Heroes of the Borderlands Feels Like a Dungeons & Dragons Starter Set for Board Game Fans
Heroes of the Borderlands, the new starter set that’s out from Dungeons & Dragons, is weird. It is one of the weirdest D&D products that I have ever seen, and it signals a new direction for the game: toward comprehensibility, toward board game sensibility, and toward wide-open roleplaying. Frankly, opening the box is shocking to someone who has been covering Wizards of the Coast’s mainline TTRPG for a decade. It’s good.
Let me run it down for you. Heroes of the Borderlands is a boxed set that you buy for a little short of $60. In the box (or in the digital packet found on D&D Beyond) you get a lot of stuff. There’s a play guide of the basic rules of Dungeons & Dragons’ current edition, some dice, and an adventure. This is all predictable. It’s the other 75% of the box that’s a little bewildering: a narrative-less adventure split into a wilderness crawl, a Keep on the Borderlands with a series of character encounters and small missions to complete, and a robust dungeon delve that takes adventurers through a series of enemy lairs to find a chaos cult. There’s a grip of eight double-sided adventure maps to help with wilderness adventuring and combat encounters. There are several complete characters that are rolled up for immediate play, and perhaps most shockingly, two huge stacks of printed cards to represent nearly everything in the game, from character backgrounds to items in inventories. There’s a combat tracker tearaway sheet pad. There’s cardboard punch tokens to keep track of both gold and hit points. There are handouts to give players so they can order at the bar and shop at the blacksmith. This box is absolutely crammed full of things to help players understand, and get into, a roleplaying game at the tabletop.
I’ve looked at nearly every starter set and introductory product for D&D that has been released for 5th Edition forward, and this is a radically different approach. Those other starter sets all seem to begin with the assumption that you are already into the idea of playing the game, and that the work of creating a starter set is giving you tools to get going with an adventure. At the core of that has been a narrative adventure and a set of dice, with everything else revolving around that. This is fine if the bet is that someone who opens a starter set has all the motivation to play but not the capacity to buy a set of dice or an adventure module. This does not seem to describe many people, and I think the general opinion of those previous starter sets is pretty low.
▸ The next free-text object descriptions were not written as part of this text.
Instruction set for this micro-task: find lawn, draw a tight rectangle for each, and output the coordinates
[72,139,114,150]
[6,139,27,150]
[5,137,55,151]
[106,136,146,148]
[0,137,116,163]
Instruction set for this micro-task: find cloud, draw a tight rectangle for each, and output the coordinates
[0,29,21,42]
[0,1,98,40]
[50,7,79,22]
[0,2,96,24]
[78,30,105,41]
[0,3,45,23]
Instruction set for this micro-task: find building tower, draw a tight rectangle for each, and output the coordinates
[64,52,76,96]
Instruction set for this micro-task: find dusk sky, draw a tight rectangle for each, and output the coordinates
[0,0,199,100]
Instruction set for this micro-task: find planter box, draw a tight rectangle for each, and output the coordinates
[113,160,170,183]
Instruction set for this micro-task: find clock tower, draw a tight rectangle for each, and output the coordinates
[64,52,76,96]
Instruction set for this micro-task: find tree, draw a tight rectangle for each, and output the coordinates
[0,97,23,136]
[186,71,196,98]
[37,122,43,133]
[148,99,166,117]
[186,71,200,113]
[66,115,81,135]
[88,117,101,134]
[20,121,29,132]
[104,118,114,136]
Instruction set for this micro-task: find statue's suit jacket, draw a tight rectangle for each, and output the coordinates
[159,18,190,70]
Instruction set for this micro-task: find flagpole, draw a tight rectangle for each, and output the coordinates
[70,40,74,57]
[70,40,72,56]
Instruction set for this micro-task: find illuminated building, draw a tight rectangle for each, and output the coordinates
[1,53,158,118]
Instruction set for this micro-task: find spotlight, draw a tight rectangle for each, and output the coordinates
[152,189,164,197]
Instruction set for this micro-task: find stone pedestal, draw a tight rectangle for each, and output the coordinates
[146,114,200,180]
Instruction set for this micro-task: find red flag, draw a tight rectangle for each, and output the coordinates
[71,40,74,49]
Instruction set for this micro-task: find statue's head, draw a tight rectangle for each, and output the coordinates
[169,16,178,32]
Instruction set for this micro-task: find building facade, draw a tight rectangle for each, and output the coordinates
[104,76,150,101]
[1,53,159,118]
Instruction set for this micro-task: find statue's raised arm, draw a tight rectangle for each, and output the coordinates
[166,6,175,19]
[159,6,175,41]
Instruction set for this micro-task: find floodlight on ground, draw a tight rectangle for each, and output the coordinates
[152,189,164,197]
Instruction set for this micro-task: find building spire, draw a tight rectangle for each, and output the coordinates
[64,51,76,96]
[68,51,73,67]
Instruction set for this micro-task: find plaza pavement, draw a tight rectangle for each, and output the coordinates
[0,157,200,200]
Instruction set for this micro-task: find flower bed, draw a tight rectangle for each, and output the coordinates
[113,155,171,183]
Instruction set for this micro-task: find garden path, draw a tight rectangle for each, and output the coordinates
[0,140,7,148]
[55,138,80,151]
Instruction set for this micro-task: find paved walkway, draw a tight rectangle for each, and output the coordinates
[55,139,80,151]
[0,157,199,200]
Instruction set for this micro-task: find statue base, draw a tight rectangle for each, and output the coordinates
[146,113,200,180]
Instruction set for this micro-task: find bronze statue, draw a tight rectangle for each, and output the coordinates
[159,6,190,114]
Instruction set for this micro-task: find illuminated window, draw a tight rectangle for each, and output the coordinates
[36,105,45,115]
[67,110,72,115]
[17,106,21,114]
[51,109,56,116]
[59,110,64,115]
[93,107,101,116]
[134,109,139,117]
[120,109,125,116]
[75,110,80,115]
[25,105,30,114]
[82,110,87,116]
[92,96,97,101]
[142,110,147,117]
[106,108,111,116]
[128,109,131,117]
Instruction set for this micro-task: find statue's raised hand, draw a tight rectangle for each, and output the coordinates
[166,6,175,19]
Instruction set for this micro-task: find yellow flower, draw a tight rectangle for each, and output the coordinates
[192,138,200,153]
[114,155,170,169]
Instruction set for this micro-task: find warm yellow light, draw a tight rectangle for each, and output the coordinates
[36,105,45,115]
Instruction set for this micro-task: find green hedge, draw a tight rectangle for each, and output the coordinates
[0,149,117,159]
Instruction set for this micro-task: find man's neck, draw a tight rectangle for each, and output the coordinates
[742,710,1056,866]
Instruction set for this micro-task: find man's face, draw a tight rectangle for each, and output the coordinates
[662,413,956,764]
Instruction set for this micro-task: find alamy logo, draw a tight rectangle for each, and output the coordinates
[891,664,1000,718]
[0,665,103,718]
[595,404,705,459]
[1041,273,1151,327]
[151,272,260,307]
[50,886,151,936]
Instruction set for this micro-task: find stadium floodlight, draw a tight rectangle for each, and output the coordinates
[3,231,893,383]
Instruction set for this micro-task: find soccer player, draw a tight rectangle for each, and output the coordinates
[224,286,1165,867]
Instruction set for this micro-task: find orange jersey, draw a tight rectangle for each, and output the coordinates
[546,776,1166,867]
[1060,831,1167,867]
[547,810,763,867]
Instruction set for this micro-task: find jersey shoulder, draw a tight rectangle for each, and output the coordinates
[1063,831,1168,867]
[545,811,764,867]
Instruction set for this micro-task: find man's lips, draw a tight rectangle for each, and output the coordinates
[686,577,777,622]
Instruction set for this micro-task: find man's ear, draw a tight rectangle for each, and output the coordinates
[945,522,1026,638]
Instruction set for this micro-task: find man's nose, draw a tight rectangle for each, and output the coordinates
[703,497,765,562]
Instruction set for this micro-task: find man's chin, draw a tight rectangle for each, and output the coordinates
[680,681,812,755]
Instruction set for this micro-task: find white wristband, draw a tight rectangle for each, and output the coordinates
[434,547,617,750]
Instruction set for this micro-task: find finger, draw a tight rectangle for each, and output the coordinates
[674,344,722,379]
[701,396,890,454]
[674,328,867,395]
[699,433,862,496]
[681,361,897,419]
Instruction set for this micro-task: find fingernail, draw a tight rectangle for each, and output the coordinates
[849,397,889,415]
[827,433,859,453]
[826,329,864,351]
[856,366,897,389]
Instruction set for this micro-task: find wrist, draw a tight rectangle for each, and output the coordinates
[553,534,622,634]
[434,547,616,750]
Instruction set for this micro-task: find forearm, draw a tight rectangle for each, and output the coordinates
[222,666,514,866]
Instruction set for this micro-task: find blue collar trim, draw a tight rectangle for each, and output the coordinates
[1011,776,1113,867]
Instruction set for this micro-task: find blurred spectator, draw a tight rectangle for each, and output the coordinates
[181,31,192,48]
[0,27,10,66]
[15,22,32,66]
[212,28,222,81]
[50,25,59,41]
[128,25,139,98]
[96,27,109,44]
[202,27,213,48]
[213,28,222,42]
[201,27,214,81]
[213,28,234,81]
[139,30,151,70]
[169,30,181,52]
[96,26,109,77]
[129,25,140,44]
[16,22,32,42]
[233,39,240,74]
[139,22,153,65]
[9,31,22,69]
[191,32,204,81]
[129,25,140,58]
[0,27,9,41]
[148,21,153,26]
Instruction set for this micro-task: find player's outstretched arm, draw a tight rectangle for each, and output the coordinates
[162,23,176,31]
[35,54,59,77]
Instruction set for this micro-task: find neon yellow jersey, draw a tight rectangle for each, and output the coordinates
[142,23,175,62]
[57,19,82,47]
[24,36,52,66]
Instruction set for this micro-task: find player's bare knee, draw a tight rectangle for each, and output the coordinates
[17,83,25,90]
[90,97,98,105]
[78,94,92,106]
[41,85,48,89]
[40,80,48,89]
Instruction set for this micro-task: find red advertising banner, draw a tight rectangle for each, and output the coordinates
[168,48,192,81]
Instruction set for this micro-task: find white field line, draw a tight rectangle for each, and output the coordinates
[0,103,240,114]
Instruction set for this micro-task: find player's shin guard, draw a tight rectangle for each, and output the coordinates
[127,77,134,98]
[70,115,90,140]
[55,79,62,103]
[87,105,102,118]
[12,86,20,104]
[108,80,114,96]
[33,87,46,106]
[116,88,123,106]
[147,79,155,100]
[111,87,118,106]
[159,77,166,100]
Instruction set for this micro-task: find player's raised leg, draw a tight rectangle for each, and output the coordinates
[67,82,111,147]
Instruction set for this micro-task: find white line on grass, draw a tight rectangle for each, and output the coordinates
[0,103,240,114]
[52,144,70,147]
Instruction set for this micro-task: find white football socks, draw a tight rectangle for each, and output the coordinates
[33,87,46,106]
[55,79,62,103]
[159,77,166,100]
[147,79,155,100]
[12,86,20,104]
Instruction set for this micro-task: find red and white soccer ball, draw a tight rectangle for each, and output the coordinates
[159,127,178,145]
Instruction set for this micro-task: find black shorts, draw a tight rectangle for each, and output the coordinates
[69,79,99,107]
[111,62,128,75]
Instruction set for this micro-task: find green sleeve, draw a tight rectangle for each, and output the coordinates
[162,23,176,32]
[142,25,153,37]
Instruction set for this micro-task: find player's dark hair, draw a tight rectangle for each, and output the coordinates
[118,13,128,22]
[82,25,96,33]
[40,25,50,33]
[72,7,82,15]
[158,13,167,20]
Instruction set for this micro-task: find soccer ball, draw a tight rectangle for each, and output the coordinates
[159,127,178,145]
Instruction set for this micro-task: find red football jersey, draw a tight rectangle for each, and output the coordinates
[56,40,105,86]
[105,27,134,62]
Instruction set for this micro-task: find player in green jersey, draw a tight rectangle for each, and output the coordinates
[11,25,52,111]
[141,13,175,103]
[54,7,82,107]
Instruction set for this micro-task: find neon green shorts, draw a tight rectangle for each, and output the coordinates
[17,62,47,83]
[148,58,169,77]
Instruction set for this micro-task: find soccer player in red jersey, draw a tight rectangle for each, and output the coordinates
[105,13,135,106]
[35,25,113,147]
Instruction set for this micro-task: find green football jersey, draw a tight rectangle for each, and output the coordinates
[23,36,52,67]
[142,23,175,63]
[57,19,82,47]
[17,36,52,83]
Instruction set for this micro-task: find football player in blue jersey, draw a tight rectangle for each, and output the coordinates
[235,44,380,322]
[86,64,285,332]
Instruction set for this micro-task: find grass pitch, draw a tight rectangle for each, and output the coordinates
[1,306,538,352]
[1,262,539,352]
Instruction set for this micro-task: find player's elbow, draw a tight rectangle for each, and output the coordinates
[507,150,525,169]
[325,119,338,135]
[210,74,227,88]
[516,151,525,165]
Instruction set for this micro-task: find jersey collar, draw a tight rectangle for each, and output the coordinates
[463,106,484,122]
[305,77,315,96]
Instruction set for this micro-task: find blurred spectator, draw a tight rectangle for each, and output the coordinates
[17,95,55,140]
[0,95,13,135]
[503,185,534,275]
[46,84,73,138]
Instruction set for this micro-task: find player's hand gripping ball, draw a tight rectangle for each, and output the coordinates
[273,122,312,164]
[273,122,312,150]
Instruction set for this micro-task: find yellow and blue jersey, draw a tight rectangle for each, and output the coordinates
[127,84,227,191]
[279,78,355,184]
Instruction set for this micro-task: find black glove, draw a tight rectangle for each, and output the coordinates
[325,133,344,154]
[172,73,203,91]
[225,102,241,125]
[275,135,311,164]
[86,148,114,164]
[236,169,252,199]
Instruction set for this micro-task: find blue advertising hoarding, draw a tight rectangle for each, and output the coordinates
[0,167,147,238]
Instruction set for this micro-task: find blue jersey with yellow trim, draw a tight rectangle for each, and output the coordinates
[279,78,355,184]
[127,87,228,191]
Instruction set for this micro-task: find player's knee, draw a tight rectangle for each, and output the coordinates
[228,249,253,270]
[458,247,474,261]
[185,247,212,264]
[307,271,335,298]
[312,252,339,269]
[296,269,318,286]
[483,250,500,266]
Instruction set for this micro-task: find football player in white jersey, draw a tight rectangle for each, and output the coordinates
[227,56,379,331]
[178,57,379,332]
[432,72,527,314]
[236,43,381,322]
By contrast, Heroes of the Borderlands is clearly inspired by board game culture and standards. It is treating Dungeons & Dragons as, essentially, the weird cousin to a Eurogame. It has a four-page quick start game that tells you everything to get started. Its rulebook, called a “Play Guide Reference Booklet,” is robust, but it is linearly laid out with clear directions on how to Dungeon Master a game and how to be a good player for your DM. It has a bare-bones, clear set of operations for the basics of the game—exploration, roleplaying, combat, and looping through those experiences in an adventure. Beyond explaining how to read all the cards and sheets in the box, the first thing the game does is explain that D&D has a rhythm of play, and attaining (and maintaining) it is paramount for a good experience. I mean, my god, if you’ve been paying attention to this game for any amount of time, the very idea that the first important information that players are encountering is about experiences and how to maintain them is downright revolutionary (for this game, which has always lingered behind other TTRPGs in key ways like this).
Most importantly, and perhaps most board game-y, it recognizes that customization is a huge time hurdle to jump over. To create a character, you take a classed character sheet (cleric, fighter, rogue, or wizard) and add a species (elf, human, etc) and a background (farmer, soldier, etc). Put some equipment on there and some spells if you have them, all with cards of their own for easy access, and you’ve got a character. This is not a profound experience for a veteran player of the game, but as an onboarding experience it is one of the best I have seen in a starter set, period, especially in adapting a complex game like D&D. The Pendragon starter set does not function this well, let me tell you…although they do have wonderful character sheets.